The human microbiome consists of trillions of bacterial cells that live and flourish throughout the body in places such as the skin, lungs, mouth, and urogenital and digestive tracts. Depending on their location in the body, these beneficial bacterial cells have different characteristics and roles in maintaining health.
The gut is home to over 1 000 different species of microbes, with an estimated 100 million to one trillion cells per milliliter, located in the large intestine alone. These microbes contain at least 100 times more genes than are found in the human genome. It has long been known that the bacteria and microbes in the gut are involved in several important functions including:
- Participating in the synthesis of vitamins B12 and K, folate, and biotin
- Enhancing the immune system
- Providing a physical barrier to harmful pathogens
- Producing short-chain fatty acids that provide energy for colonic cells through fermentation of nondigestible carbohydrates
Unlike the human genome, which is determined at conception, the gut microbiome coevolves with the individual over time and appears to be dependent on a multitude of factors, including: age, long-term dietary habits, lifestyle, environmental exposures, and stress.

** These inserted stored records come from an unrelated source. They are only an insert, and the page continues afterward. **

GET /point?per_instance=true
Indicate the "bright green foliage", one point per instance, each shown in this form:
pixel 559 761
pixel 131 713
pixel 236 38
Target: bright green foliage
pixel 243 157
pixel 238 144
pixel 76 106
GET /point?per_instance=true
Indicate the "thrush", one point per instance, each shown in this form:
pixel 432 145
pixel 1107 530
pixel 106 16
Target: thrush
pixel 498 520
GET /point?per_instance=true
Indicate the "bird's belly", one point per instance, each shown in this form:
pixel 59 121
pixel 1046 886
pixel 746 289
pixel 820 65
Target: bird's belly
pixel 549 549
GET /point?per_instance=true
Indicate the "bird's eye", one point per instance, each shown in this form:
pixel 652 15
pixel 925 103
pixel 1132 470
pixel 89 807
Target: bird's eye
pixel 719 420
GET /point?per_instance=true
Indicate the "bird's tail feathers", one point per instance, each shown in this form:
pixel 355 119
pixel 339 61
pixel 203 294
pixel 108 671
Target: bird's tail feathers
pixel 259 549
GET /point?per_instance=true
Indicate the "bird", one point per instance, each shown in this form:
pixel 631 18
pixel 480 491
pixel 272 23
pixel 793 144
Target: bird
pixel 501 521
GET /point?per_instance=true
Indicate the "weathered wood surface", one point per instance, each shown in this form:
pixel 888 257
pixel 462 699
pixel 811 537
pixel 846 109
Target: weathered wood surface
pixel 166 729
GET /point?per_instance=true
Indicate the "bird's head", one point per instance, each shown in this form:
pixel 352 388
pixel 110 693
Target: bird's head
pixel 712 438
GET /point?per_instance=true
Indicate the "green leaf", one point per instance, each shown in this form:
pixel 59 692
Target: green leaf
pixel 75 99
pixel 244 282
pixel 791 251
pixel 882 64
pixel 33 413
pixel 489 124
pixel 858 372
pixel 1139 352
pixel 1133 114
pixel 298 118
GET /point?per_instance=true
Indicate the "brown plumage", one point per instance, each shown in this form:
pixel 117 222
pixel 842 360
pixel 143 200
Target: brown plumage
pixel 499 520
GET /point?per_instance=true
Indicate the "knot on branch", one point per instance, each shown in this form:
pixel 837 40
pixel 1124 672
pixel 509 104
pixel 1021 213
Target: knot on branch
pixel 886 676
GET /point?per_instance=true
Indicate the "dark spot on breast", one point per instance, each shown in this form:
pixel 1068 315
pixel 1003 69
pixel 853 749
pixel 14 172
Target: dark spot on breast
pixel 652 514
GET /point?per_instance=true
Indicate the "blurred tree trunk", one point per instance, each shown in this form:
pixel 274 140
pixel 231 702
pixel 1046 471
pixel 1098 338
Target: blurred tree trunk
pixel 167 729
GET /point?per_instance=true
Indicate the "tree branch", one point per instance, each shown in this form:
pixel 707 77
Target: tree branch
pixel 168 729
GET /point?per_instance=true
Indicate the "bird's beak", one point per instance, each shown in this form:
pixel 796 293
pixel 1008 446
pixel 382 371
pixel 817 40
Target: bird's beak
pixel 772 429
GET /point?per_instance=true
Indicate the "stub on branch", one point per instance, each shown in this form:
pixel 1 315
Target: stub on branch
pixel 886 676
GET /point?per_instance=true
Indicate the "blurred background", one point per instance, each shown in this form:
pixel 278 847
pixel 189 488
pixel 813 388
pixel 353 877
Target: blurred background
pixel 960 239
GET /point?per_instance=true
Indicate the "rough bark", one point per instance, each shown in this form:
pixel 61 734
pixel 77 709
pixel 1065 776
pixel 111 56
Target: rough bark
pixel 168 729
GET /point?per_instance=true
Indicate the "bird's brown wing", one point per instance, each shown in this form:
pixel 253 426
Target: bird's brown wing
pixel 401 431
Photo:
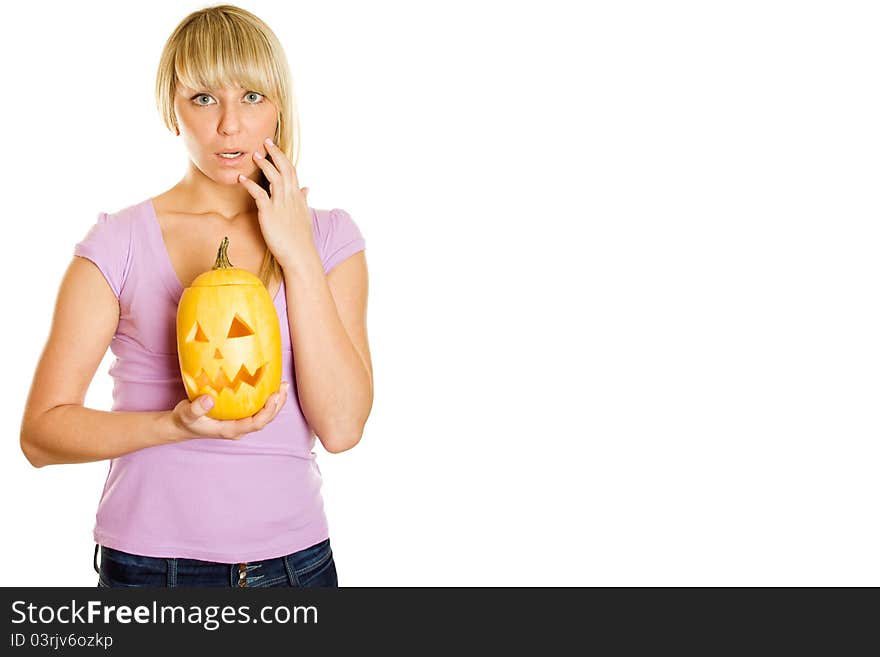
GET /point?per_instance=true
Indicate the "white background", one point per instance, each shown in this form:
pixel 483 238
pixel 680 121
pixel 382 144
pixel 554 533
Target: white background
pixel 623 271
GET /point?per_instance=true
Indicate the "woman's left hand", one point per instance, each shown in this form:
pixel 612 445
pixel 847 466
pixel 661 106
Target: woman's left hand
pixel 284 216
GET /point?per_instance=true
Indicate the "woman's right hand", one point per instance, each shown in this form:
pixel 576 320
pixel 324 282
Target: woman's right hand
pixel 190 421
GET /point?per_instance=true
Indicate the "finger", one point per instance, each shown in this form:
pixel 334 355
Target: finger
pixel 282 399
pixel 259 194
pixel 261 419
pixel 282 163
pixel 272 174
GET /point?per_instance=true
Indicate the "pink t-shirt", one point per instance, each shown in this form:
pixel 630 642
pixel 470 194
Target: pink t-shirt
pixel 228 501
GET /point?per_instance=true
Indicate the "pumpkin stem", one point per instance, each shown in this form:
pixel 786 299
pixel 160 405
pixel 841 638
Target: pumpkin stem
pixel 222 261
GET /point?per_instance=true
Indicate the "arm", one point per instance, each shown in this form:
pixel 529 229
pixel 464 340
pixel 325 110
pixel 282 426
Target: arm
pixel 55 427
pixel 334 373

Dysbiosis, or disruption of the healthy microbiota, is thought to be a trigger for many diseases. This can be caused by antibiotic use or it may also be a result of stress, or result of the quality and composition of one’s diet. Studies have found that those who eat typical Western diets, high in fat and protein from animal products, and low in plant foods, have less diversity in their gastrointestinal bacteria. Higher fiber diets, and especially those which contain a wide variety of plant foods, appear to promote a greater variety and numbers of healthy bacteria.

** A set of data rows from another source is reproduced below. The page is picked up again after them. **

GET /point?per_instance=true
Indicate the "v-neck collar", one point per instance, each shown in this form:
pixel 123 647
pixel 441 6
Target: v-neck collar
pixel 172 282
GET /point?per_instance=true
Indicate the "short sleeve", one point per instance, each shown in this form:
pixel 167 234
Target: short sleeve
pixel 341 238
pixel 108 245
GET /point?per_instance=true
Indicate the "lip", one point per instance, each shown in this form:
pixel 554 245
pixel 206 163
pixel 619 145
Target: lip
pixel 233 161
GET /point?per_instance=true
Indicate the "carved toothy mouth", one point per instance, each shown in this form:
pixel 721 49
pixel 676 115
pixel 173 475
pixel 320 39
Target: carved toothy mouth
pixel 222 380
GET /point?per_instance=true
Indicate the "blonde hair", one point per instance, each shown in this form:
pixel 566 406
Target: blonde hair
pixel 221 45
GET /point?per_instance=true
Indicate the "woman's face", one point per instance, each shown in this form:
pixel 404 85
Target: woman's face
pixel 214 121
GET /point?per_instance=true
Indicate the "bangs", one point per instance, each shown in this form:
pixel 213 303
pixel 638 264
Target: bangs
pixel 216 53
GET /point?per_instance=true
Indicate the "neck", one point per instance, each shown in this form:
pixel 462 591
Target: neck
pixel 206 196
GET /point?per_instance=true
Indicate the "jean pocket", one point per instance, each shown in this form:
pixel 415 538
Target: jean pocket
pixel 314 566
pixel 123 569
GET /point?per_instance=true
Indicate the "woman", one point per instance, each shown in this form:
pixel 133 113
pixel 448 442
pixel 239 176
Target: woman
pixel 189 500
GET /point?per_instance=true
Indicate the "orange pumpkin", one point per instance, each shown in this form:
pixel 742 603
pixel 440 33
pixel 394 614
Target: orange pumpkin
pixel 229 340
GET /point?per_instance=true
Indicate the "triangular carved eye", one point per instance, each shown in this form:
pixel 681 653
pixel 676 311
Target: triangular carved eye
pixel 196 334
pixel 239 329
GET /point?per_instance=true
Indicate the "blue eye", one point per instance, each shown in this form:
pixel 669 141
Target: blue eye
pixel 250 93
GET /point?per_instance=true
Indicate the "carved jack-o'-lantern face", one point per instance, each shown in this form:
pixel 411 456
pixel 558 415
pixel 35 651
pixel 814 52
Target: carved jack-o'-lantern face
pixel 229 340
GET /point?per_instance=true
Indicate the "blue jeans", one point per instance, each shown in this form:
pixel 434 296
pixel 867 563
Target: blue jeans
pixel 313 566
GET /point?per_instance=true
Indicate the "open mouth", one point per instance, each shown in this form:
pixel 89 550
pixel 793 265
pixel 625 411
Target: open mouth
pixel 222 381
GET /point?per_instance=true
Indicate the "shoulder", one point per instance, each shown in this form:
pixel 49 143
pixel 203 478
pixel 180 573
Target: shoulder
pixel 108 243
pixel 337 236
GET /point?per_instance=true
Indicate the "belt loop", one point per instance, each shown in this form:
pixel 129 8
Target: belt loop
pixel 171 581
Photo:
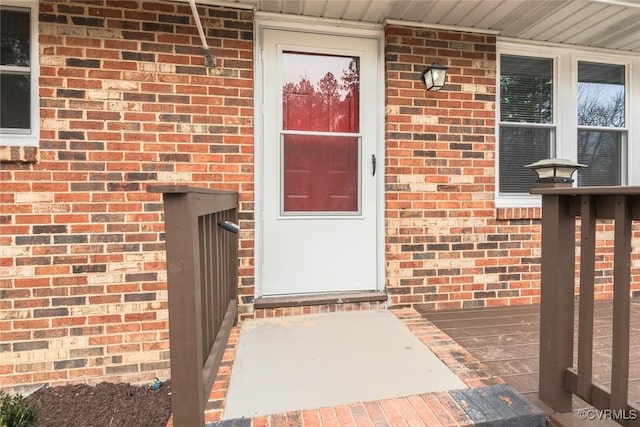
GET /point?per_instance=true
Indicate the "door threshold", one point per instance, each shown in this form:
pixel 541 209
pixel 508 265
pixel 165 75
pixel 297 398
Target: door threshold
pixel 300 300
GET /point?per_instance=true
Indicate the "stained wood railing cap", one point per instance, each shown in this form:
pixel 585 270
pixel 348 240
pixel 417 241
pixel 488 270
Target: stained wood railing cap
pixel 185 189
pixel 596 191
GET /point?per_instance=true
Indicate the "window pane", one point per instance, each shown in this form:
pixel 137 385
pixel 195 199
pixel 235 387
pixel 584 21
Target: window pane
pixel 320 173
pixel 320 92
pixel 15 101
pixel 601 152
pixel 14 37
pixel 601 95
pixel 526 89
pixel 520 146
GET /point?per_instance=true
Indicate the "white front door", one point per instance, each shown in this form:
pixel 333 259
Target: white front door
pixel 320 163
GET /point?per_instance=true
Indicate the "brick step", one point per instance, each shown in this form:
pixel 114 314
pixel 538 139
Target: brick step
pixel 490 406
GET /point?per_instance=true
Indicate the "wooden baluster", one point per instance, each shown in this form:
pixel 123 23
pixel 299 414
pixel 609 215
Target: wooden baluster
pixel 587 274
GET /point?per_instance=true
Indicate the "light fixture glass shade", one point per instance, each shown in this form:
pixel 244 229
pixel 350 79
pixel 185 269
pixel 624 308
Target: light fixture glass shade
pixel 434 76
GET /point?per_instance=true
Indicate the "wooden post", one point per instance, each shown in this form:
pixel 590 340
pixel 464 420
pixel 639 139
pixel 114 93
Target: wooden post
pixel 621 303
pixel 202 275
pixel 556 306
pixel 185 315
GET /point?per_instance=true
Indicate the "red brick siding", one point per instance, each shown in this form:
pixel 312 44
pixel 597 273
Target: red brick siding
pixel 447 246
pixel 125 102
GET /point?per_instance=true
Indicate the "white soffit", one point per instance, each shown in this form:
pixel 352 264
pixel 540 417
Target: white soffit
pixel 606 24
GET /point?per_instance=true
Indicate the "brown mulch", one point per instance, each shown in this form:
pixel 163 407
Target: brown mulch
pixel 102 405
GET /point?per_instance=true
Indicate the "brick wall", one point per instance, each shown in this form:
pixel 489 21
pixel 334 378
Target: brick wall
pixel 125 102
pixel 447 245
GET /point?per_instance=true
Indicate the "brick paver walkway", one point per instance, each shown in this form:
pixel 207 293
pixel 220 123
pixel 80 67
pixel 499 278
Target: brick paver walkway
pixel 433 409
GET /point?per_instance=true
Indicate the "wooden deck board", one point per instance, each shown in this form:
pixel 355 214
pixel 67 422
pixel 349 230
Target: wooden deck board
pixel 506 339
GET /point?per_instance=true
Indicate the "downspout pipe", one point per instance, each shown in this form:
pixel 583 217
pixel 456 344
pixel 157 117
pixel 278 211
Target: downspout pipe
pixel 209 59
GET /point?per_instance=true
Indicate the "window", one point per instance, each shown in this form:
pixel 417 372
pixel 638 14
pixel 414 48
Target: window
pixel 526 118
pixel 18 74
pixel 564 103
pixel 601 123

There is evidence of an association between the gut microbiome and the following diseases:
- Irritable bowel syndrome: A lack of bacterial diversity may facilitate adhesion of pathogens to the bowel wall.
- Inflammatory bowel disease (Crohn’s, ulcerative colitis): While IBD has a strong genetic component, studies have also identified an over abundance of certain types of bacteria, which causes chronic inflammation and ulceration of the colon lining.

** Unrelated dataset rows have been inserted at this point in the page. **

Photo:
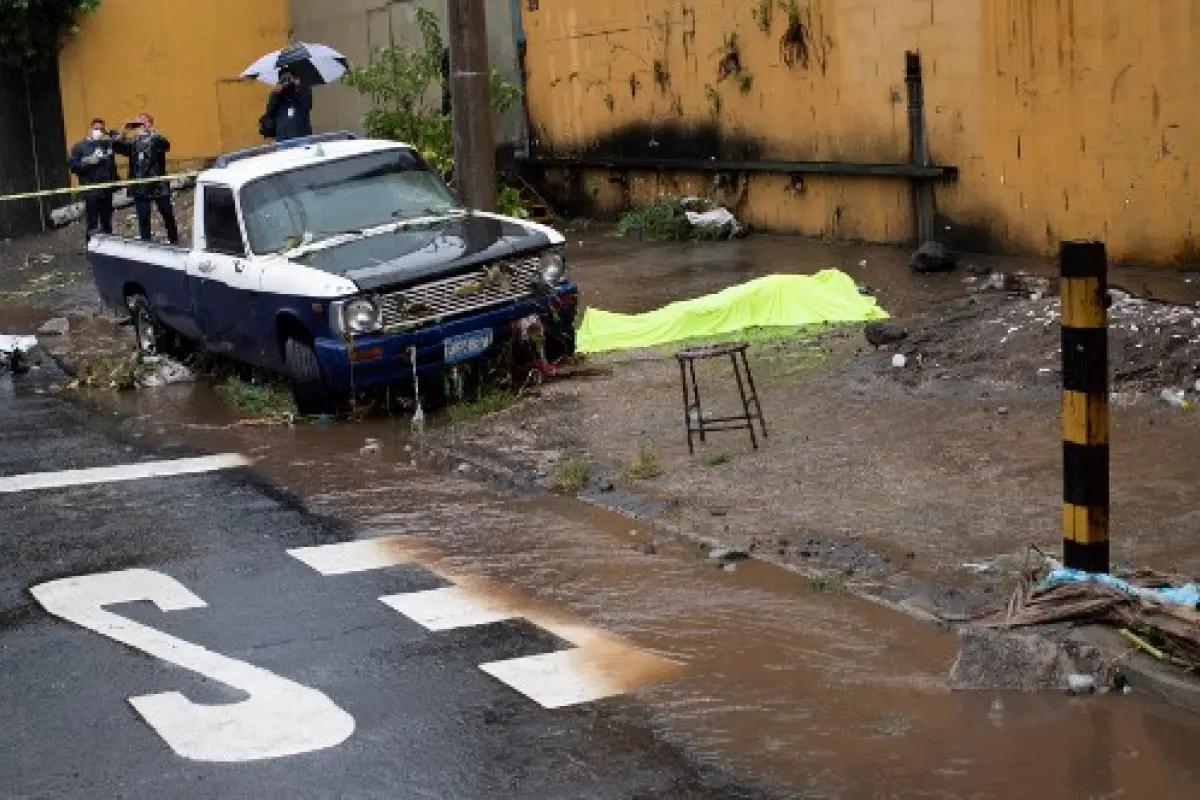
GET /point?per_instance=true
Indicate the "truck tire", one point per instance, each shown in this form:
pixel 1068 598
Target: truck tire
pixel 559 343
pixel 153 338
pixel 312 396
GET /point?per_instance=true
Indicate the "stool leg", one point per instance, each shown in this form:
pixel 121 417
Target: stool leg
pixel 754 395
pixel 745 404
pixel 687 408
pixel 700 411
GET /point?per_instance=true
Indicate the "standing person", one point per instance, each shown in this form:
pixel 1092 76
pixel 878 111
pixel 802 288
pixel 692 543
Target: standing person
pixel 288 109
pixel 93 162
pixel 147 150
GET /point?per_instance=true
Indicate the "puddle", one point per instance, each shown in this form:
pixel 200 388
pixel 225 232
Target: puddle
pixel 804 689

- Colorectal cancer: Cancerous changes in the colon may be due to chronic inflammation caused by dysbiosis, and in turn, the cancerous tissue appears more likely to harbor an overabundance of Fusobacterium, a pathogenic bacterium.
- Obesity: Obese individuals appear to have differences in the gut microbiome as compared to lean individuals. Consuming excess calories over and above what is needed for weight maintenance can alter the gut microbiota, regardless of the quality of the diet.
- Allergy: Certain allergic diseases such as atopic eczema, asthma, rhinitis, and some food allergies may be linked to dysbiosis, especially in infants. In many cases, those affected have less bacterial diversity, possibly due to the “hygiene hypothesis”—a high level of hygiene during the neonatal period that likely reduces exposure to microbes.
- Diabetes and insulin resistance: As in the case of obesity, individuals with diabetes appear to have similarities in their gut microbiome.
Although research on the association between disease and the gut microbiome is still emerging, there appears to be significant evidence that diet plays an important role in developing and maintaining a healthy gut microbiome, which in turn may promote wellness, and/or help to manage numerous diseases.
Consume a high fiber, plant-based diet that includes a variety of fiber sources, to increase the diversity of the gut microbiome.
Limit excess energy consumption, regardless of the composition of the diet.
Consume probiotic rich foods such as kefir, yogurt, and fermented vegetables, with live and active cultures.
Be aware that probiotic supplements may contain varying strains of bacteria, which may target different disorders.
Look for ways to reduce stress, especially if it results in unhealthy eating habits, and/or constipation or diarrhea.